Tim Ahok-Djarot: Demokrasi Mundur Memilih SARA daripada Kinerja

Sabtu, 08 Oktober 2016 | 13:35 WIB
Tim Ahok-Djarot: Demokrasi Mundur Memilih SARA daripada Kinerja
Gubernur DKI Jakarta Basuki Tjahaja Purnama. (suara.com/Dwi Bowo Raharjo)
Follow Suara.com untuk mendapatkan informasi terkini. Klik WhatsApp Channel & Google News

Anggota bidang kampanye dan sosialisasi tim pemenangan pasangan Basuki Tjahaja Purnama atau Ahok dengan Djarot Syaiful Hidayat, Guntur Romli tidak terlalu mempermasalahkan hasil dari kajian lembaga survei.

Namun, dia berharap agar dalam penyampaian hasilnya tersebut tidak mencantumkan isu SARA (Suku, Agama, Ras, dan Antar Golongan).

"Lembaga Survei itu untuk menyejukan. Kami ingin protes yang berbasis kepada SARA. Ini berbahaya, ini potensial untuk melakukan politisasi SARA. Jika ini membentuk opini publik, memilih SARA daripada kinerja. Demokrasi kita mundur.

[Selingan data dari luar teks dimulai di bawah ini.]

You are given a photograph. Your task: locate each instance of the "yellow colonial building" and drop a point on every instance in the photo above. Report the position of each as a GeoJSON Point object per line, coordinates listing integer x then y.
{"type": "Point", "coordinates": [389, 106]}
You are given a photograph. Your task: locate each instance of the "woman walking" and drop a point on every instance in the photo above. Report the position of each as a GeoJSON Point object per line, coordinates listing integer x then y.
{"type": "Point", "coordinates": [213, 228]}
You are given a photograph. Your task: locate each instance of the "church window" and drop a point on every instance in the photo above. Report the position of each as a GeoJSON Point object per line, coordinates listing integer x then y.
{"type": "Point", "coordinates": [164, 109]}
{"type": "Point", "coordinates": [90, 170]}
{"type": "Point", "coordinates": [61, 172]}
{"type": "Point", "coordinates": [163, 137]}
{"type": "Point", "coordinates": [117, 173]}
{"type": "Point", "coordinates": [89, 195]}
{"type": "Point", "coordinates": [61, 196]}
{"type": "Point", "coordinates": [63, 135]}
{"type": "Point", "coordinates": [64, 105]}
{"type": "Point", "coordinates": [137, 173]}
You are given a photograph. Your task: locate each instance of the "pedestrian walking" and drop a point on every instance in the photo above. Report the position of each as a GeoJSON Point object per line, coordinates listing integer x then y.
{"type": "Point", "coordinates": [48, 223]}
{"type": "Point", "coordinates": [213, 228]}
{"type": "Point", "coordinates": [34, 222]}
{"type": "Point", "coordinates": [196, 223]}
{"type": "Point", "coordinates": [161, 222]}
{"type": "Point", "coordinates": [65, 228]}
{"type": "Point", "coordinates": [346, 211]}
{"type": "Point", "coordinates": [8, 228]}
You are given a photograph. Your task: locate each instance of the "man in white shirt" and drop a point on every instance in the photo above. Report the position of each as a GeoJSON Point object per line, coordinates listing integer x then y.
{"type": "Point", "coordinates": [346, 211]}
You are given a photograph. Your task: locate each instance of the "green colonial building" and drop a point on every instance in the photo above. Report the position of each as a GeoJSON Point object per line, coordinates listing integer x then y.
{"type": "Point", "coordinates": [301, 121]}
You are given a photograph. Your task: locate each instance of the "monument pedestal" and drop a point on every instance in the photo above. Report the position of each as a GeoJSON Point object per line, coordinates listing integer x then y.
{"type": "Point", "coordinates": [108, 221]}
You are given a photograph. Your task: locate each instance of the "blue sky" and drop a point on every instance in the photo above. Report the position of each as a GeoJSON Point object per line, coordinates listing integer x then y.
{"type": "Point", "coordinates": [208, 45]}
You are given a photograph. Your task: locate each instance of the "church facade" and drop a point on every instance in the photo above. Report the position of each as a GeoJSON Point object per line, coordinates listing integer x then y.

Ini berbahaya bagi keutuhan kita (Indonesia)," kata Guntur dalam diskusi bertajuk 'Perang Survei Pilkada' di Warung Daun Cikini, Jakarta Pusat, Sabtu (8/10/2016).

Apa yang disampaikan oleh Guntur tersebut langsung ditanggapi oleh Sekretaris Tim Pemenangan pasangan  Anies Rasyid Baswedan dengan Sandiaga Salahuddin Uno, Syarief.

"Saya tegaskan, obyektif dalam membaca hasil survei. Pilihan-pilihan berbasis agama, itu ilmiah saja. Kenapa diprotes," ujar Syarief.

Sementara itu, Wakil Ketua Tim Pemenangan pasangan Agus Harimurti Yudhoyono dengan Sylviana Murni, Eko Hendro Purnomo, meyakini bahwa hasil survei tersebut adalah ilmu dan ilmiah.

"Survei itu ilmu. Kita terima jika mayoritas agama Islam (diambil sampling). Itu kan fakta dan dipilah-pilah," kata Eko.

Di tempat yang sama, peneliti Lingkar Survei Indonesia (LSI) Denny JA, Adjie Alfarabie, berpandangan jika hasil survei dijadikan opini publik, itu hanya bagian dari perspektif masyarakat.

Adjie menegaskan, kampanye akan hal isu SARA yang dilarang tapi wajar jika memperlihatkan faktor sosiologis dalam penelitian.

"Jika menggiring opini? Mungkin persepsinya begitu.Tapi data itu, untuk kembali kepada yang menyakijan. Di negara maju, diskusi faktor dalam sosiologi, itu tidak dilarang. Di teori politik ada. Kecuali kita mengkampanyekan isu SARA, itu enggak boleh. Jadi bukan hanya program yang dilihat masyarakat, tapi karena hal primodial," kata Adjie.